Raheem Wilson

Stuttgart Surge
- Position: Defensive back
- CFL status: American

Personal information
- Born: October 30, 1993 (age 32) DeSoto, Texas, U.S.
- Listed height: 5 ft 11 in (1.80 m)
- Listed weight: 185 lb (84 kg)

Career information
- High school: DeSoto (TX)
- College: Southeastern Oklahoma State

Career history
- 2017–2018: Schwäbisch Hall Unicorns
- 2019–2022: Calgary Stampeders
- 2022–2023: Montreal Alouettes
- 2024–present: Stuttgart Surge

Awards and highlights
- Grey Cup champion (2023); 2× German Bowl champion (2017, 2018); Second-team All-American (2016); First-team All-GAC (2016);
- Stats at CFL.ca

= Raheem Wilson =

American gridiron football player (born 1993)

Raheem Wilson (born October 30, 1993) is an American professional football defensive back for the Stuttgart Surge of the European League of Football (ELF). He played college football at Southeastern Oklahoma State. He has also been a member of the Schwäbisch Hall Unicorns, Calgary Stampeders, and Montreal Alouettes.

==Early life==
Wilson played high school football at DeSoto High School in DeSoto, Texas, where he earned honorable mention all-district honors.

==College career==
Wilson played college football at Southeastern Oklahoma State from 2013 to 2016. He redshirted in 2012.

Wilson played in 11 games, starting 10, in 2012, recording 36 tackles, four interceptions and 10 pass breakups. He appeared in 12 games, starting 11, in 2014, totaling 59 tackles, four interceptions, eight pass breakups, two fumble recoveries, and a blocked kick. He started 11 games in 2015, accumulating 39 tackles and five interceptions (two of which were returned for touchdowns), earning honorable mention All-Great American Conference (GAC) honors. Wilson started 11 games in 2016, recording 47 tackles, five interceptions and 19 pass breakups. He led NCAA Division II that year in passes defensed with 24 (interceptions plus breakups). He garnered first team All-GAC recognition in 2016 and was also named a second team All-American by NFCA and D2CCA.

==Professional career==
Wilson played for the Schwäbisch Hall Unicorns of the German Football League from 2017 to 2018, helping the Unicorns win the German Bowl both years.

Wilson was signed by the Calgary Stampeders of the Canadian Football League (CFL) on April 17, 2019. He started all 18 games for the Stampeders in 2019, recording 36 tackles on defense, one special teams tackle, two interceptions and one forced fumble. The 2020 CFL season was cancelled due to the COVID-19 pandemic in Canada. He played in 14 games, all starts, in 2021, totaling 52 tackles on defense, one special teams tackle and one interception. Wilson appeared in six games, all starts, for the Stampeders in 2022, recording 19 tackles on defense. He was released on August 2, 2022.

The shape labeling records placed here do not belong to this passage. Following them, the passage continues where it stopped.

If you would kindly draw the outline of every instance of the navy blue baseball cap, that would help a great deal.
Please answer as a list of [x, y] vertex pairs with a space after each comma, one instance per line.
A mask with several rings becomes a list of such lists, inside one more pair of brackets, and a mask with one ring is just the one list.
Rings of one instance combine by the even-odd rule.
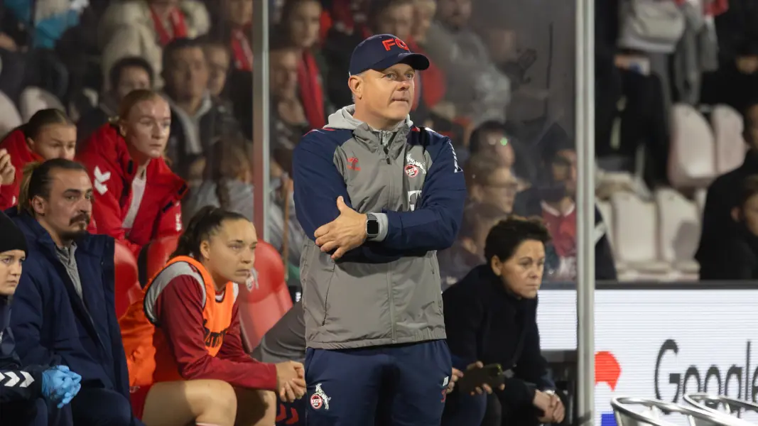
[[429, 67], [429, 59], [413, 53], [408, 45], [392, 34], [371, 36], [361, 42], [350, 56], [350, 75], [368, 70], [385, 70], [396, 64], [410, 65], [414, 70]]

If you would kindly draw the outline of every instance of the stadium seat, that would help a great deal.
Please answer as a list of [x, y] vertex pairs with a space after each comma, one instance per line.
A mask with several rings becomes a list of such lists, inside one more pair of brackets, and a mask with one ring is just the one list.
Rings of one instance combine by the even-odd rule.
[[[700, 237], [697, 206], [670, 188], [657, 190], [655, 199], [660, 260], [684, 274], [697, 274], [700, 268], [694, 259]], [[697, 280], [697, 275], [694, 277]]]
[[716, 176], [713, 132], [692, 106], [672, 108], [669, 180], [679, 189], [706, 186]]
[[11, 130], [21, 125], [21, 116], [16, 105], [5, 93], [0, 92], [0, 138], [11, 133]]
[[600, 211], [600, 216], [603, 217], [603, 223], [606, 224], [606, 235], [608, 236], [608, 242], [613, 246], [613, 208], [611, 207], [609, 201], [595, 200], [597, 209]]
[[171, 253], [177, 249], [177, 243], [179, 236], [172, 235], [151, 241], [142, 248], [137, 265], [139, 283], [143, 287], [147, 285], [147, 282], [166, 265]]
[[290, 308], [292, 297], [284, 279], [281, 255], [271, 244], [258, 241], [253, 276], [240, 286], [240, 324], [249, 350]]
[[611, 206], [616, 262], [625, 268], [619, 268], [620, 277], [655, 279], [668, 274], [669, 265], [656, 255], [655, 204], [631, 193], [617, 193]]
[[716, 105], [710, 121], [716, 137], [716, 170], [723, 174], [740, 167], [745, 159], [744, 123], [740, 113], [728, 105]]
[[63, 104], [55, 97], [55, 95], [39, 87], [30, 86], [21, 92], [21, 96], [18, 102], [19, 111], [21, 113], [21, 119], [26, 123], [34, 115], [34, 113], [41, 110], [54, 108], [61, 111], [65, 111]]
[[137, 280], [137, 261], [132, 252], [117, 242], [113, 258], [116, 270], [116, 316], [121, 318], [129, 305], [139, 299], [142, 287]]

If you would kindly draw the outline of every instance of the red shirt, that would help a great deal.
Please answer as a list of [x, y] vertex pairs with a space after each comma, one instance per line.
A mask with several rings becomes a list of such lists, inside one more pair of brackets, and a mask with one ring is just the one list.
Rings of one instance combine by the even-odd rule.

Wilson was signed to the practice roster of the Montreal Alouettes of the CFL on August 15, 2022. He was promoted to the active roster on August 28, and placed on injured reserve on October 28, 2022. Overall, he played in seven games, all starts, for the Alouettes in 2022, totaling 20 tackles on defense. Wilson re-signed with the Alouettes on February 2, 2023. He was placed on injured reserve on May 14, 2023, activated from injured reserve on August 10, and placed on injured reserve again on September 8, 2023. He only dressed in four games in 2023, recording three tackles on defense and one special teams tackle. On November 19, 2023, the Alouettes won the 110th Grey Cup, defeating the Winnipeg Blue Bombers by a score of 28–24. Wilson was released on April 18, 2024.

Wilson signed with the Stuttgart Surge of the European League of Football (ELF) in June 2024.